Against this backdrop, the Texas Supreme Court was recently asked whether Section 17.028 of the Civil Practice and Remedies Code provides the exclusive method to serve process on a financial institution. In U.S. Bank National Association, as Trustee for Residential Asset Mortgage Products, Inc., Mortgage Asset-Backed Pass-Through Certificates Series 2005-EFC2 v. Moss, the Texas Supreme Court answered yes.
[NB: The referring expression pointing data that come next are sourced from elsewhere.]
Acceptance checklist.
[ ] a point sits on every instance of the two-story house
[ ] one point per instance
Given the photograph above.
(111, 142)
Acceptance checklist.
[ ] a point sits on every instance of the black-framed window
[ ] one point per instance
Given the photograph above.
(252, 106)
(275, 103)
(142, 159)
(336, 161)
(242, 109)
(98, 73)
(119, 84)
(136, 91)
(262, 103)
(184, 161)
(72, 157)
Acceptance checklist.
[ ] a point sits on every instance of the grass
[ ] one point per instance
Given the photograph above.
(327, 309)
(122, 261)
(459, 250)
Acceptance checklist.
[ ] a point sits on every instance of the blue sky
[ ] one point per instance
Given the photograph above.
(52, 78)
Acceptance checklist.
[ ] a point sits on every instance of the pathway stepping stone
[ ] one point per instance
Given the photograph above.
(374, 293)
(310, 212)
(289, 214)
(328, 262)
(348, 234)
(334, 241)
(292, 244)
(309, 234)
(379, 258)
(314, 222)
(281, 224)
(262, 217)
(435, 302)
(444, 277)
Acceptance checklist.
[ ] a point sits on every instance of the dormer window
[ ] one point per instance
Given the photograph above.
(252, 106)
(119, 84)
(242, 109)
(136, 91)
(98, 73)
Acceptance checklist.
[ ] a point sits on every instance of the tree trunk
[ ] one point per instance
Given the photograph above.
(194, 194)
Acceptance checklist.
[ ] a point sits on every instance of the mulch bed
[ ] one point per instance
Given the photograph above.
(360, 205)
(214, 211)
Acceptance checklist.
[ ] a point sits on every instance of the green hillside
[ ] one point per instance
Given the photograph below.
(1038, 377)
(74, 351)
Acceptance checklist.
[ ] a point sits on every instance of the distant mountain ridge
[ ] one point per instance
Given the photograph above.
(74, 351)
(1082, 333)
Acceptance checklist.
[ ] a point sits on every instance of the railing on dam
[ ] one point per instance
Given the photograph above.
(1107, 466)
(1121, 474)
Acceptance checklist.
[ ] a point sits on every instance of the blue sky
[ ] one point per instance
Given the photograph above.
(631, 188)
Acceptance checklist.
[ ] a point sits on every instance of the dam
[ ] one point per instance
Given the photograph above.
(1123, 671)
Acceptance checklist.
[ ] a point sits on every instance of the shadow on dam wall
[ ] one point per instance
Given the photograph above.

Moss sued U.S. Bank seeking to quiet title to his home. Moss purported to serve the bank, which was domiciled in Ohio and acting as a foreign corporate fiduciary in Texas, by serving the Secretary of State, pursuant to chapter 505 of the Estates Code—Section 505.004 provides that a foreign corporate fiduciary must appoint the Secretary of State as the fiduciary’s agent for service of process. The bank had not updated its designation of the person to receive process with the Secretary of State and, therefore, did not receive the citation. The bank defaulted and Moss obtained a default judgment.
Upon learning of the judgment, the bank filed a bill of review to set it aside. Both the trial court and court of appeals held that the bank had been properly served. The Texas Supreme Court reversed holding that the exclusive method to serve a financial institution was through section 17.028. Section 17.028 provides:
citation may be served on a financial institution by: (1) serving the registered agent of the financial institution; or (2) if the financial institution does not have a registered agent, serving the president or a branch manager at any office located in this state.
Tex. Civ. Prac. & Rem. Code § 17.028(b).
Section 17.028 defines “financial institution” by reference to section 201.101 of the Finance Code, which broadly defines “financial institution” to include, among other institutions, a bank, “whether chartered under the laws of this state, another state, the United States, or another country, including a state savings bank.” Tex. Fin. Code 201.101(1)(A). The Court rejected the argument that the statute’s use of the term “may” meant that a plaintiff could choose not to serve a financial institution in compliance with that subsection. Instead, the Court held that “may” was used to introduce two alternative methods of service depending on whether the institution has a registered agent.
The Court held that the Secretary of State, as an agent for service of process under Estates Code chapter 505, is not a “registered agent” as required by section 17.028. Thus, the Court held that Moss’s service on the Secretary of State did not satisfy the service requirements of 17.028 and the Bank was not properly served. It therefore reversed the court of appeals’ judgment denying the bill of review.
Moss provides financial institutions confidence that Texas courts will continue to provide them the due process 17.028(b) affords them.